Reader comment on item: A Return to the Academy

Submitted by Ron Thompson, Apr 5, 2017 at 15:31

Besides Dr Pipes' examples of "trivialities" and "trifling micro-topics", I've had the unnerving experience of looking through a private library with hundreds of such titles. It seems impossible to have a serious discussion with anyone who takes such topics as the most important History.

But there may be a reason that so much energy has moved in such diversionary and even escapist directions.

Could it be that the dramatic cleavage in our politics on domestic economic and social issues over the last 30 years has caused many to conflate any strong stand in foreign policy with extreme partisanship on those domestic issues?

One looks in vain, as I have, for any figure comparable to FDR in the 1930's who looked to relieve domestic economic distress while at the same time being utterly clear-minded about the evils of Hitlerism. Or for a Harry Truman in the 1940's who defended unions and sought to advance civil rights while setting up the international infrastructure against militant Communism (and who had the decisiveness to drop the A-bomb).

Or even for a Dwight Eisenhower who in the 1950's built up the military, but refused to erode the safety net of the general population or approve deficit-increasing tax cuts for the rich even when the top marginal rate was 70%.

Instead of these blends of ameliorative domestic policies along with muscular foreign policies, we now have a politics of mushiness on the Left both domestically and in foreign policy, and on the Right a militance equally in foreign and domestic policy.

Indeed, if anyone gave a speech on this thesis, he would probably get brickbats from opposite political directions, quite possibly from everyone in the audience - such a House Divided we have become.
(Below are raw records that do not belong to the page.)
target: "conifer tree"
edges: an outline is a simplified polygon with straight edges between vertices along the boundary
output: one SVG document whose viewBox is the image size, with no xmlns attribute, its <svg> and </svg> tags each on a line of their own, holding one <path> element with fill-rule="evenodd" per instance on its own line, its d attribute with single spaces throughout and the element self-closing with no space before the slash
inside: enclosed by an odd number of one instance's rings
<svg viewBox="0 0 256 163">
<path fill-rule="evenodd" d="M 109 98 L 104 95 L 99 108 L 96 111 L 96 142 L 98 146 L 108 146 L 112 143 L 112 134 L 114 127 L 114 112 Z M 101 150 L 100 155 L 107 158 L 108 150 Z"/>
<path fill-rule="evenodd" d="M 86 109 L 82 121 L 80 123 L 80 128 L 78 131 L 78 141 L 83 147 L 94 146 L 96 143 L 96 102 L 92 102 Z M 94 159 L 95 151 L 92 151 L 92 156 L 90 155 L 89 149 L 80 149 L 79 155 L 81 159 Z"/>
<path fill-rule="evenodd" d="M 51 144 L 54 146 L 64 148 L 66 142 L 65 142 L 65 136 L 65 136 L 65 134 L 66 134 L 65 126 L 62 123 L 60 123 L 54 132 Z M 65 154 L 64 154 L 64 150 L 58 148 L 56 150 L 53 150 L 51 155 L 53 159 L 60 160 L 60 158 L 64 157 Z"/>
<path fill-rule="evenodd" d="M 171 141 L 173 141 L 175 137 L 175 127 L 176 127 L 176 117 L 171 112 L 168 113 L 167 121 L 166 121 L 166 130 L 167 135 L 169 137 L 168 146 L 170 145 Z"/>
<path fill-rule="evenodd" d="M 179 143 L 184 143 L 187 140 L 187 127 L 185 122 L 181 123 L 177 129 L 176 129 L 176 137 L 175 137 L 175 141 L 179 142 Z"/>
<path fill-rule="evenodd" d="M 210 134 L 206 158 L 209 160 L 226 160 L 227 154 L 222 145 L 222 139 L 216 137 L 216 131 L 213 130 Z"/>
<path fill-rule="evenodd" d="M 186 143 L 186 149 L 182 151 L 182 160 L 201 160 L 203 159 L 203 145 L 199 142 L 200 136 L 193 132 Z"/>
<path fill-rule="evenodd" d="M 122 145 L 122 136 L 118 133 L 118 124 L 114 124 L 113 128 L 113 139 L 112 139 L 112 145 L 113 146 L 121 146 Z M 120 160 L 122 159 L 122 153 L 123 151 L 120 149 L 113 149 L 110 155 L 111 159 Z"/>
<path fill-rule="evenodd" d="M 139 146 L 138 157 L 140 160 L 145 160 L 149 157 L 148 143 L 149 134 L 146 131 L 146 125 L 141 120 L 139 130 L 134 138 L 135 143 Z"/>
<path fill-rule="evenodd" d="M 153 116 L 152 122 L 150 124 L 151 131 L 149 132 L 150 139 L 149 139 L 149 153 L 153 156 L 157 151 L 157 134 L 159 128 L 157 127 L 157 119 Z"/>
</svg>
In this environment, is it any wonder that Escapism rather than Realism has overtaken the field which should most particularly avoid escapism?

Ron Thompson

PS, In reading Dr Pipes' wide-ranging 1990 article on Muslims and Islam in the modern world, I was both fascinated and a little unsettled - fascinated because so many of his Facts have proven prophetic, and deserve to be re-read and pondered, but a little unsettled because, on the evidence, it would seem his view of the future should have been much more ominous, as indeed that future has become.

Submitting....

Note: Opinions expressed in comments are those of the authors alone and not necessarily those of Daniel Pipes. Original writing only, please. Comments are screened and in some cases edited before posting. Reasoned disagreement is welcome but not comments that are scurrilous, off-topic, commercial, disparaging religions, or otherwise inappropriate. For complete regulations, see the "Guidelines for Reader Comments".

Daniel Pipes replies:

Yes, the Left has changed focus from economics to issues of identity. The economy is better off for that but the rest of life is more perilous.

I too find it interesting to return to that 1990 article to see what I got right and wrong.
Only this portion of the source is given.